1084 /* Clear the ends of indirect blocks on the shared branch */
1085 while (partial > chain) {
1086 ext2_free_branches(inode,
1087 partial->p + 1,
1088 (__le32*)partial->bh->b_data+addr_per_block,
1089 (chain+n-1) - partial);
..
1094 do_indirects:
1095 /* Kill the remaining (whole) subtrees */
1096 switch (offsets[0]) {
1097 default:
1098 nr = i_data[EXT2_IND_BLOCK];
1099 if (nr) {
1100 i_data[EXT2_IND_BLOCK] = 0;
1101 mark_inode_dirty(inode);
1102 ext2_free_branches(inode, &nr, &nr+1, 1);
1103 }
1104 case EXT2_IND_BLOCK:
1105 nr = i_data[EXT2_DIND_BLOCK];
1106 if (nr) {
1107 i_data[EXT2_DIND_BLOCK] = 0;
1108 mark_inode_dirty(inode);
1109 ext2_free_branches(inode, &nr, &nr+1, 2);
1110 }
1111 case EXT2_DIND_BLOCK:
1112 nr = i_data[EXT2_TIND_BLOCK];
1113 if (nr) {
1114 i_data[EXT2_TIND_BLOCK] = 0;
1115 mark_inode_dirty(inode);
1116 ext2_free_branches(inode, &nr, &nr+1, 3);
1117 }
1118 case EXT2_TIND_BLOCK:
1119 ;
1120 }
(why EXT2_TIND_BLOCK
is not cleared?)
Then we can free inode structure in kernel memory.
how does the file system know that the file is deleted?
The check is there in the ext2_iget
function: http://lxr.free-electrons.com/source/fs/ext2/inode.c?v=2.6.32#L1251
1251 /* We now have enough fields to check if the inode was active or not.

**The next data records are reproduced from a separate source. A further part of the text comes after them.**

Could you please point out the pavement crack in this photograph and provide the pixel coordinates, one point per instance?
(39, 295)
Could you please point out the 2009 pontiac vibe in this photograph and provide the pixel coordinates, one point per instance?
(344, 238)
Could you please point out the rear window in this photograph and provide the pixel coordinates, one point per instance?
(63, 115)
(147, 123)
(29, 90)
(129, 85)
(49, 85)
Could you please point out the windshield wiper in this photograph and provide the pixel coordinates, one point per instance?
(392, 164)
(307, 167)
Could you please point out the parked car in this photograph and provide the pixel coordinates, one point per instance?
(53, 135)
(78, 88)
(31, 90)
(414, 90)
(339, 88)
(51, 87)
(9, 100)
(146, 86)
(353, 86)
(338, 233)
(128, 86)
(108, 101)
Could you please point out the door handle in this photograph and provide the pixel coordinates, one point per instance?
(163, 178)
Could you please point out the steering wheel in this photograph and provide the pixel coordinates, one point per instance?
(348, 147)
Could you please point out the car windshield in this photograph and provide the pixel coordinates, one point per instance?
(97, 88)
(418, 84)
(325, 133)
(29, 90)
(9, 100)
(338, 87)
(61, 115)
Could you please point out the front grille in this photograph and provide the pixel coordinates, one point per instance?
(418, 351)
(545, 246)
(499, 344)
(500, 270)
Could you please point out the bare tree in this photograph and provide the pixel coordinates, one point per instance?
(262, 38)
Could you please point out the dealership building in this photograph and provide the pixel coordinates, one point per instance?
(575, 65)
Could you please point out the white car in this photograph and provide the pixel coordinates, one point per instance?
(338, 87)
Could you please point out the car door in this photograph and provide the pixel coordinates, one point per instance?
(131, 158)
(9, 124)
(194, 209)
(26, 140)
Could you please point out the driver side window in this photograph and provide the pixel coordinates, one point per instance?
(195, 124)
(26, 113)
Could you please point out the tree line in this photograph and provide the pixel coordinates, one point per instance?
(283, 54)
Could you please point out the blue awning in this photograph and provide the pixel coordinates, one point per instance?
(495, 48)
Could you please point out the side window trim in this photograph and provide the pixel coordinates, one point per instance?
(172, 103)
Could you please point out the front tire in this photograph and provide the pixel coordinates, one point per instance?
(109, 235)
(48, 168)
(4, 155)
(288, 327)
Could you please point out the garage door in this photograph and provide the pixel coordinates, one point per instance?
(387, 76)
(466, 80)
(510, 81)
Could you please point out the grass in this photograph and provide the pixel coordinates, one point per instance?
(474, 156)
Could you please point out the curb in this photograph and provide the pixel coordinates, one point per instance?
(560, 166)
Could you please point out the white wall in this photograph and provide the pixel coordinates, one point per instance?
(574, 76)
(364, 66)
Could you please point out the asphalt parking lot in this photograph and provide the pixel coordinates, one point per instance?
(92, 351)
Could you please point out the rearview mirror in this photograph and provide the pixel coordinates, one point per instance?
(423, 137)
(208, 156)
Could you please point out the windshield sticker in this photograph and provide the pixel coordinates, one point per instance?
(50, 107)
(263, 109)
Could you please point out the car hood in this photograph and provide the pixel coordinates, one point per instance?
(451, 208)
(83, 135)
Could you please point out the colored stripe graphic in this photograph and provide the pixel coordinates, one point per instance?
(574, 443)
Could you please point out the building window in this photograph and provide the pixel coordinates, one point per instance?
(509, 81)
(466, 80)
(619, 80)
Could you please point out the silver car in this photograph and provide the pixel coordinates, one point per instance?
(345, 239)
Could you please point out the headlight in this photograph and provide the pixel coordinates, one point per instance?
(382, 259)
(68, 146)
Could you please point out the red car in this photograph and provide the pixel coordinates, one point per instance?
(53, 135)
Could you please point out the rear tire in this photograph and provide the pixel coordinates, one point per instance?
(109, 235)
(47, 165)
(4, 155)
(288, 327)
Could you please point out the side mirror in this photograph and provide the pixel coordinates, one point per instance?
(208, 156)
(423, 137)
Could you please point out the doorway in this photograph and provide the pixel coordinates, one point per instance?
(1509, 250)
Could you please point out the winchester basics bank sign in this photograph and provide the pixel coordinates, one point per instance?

1252 * This is needed because nfsd might try to access dead inodes
1253 * the test is that same one that e2fsck uses
1254 * NeilBrown 1999oct15
1255 */
1256 if (inode->i_nlink == 0 && (inode->i_mode == 0 || ei->i_dtime)) {
1257 /* this inode is deleted */
1258 brelse (bh);
1259 ret = -ESTALE;
1260 goto bad_inode;
1261 }
So, deleted inode is inode which has no incoming links (it not mentioned in any directory i_nlink) and have either zero mode or non-zero deletion time.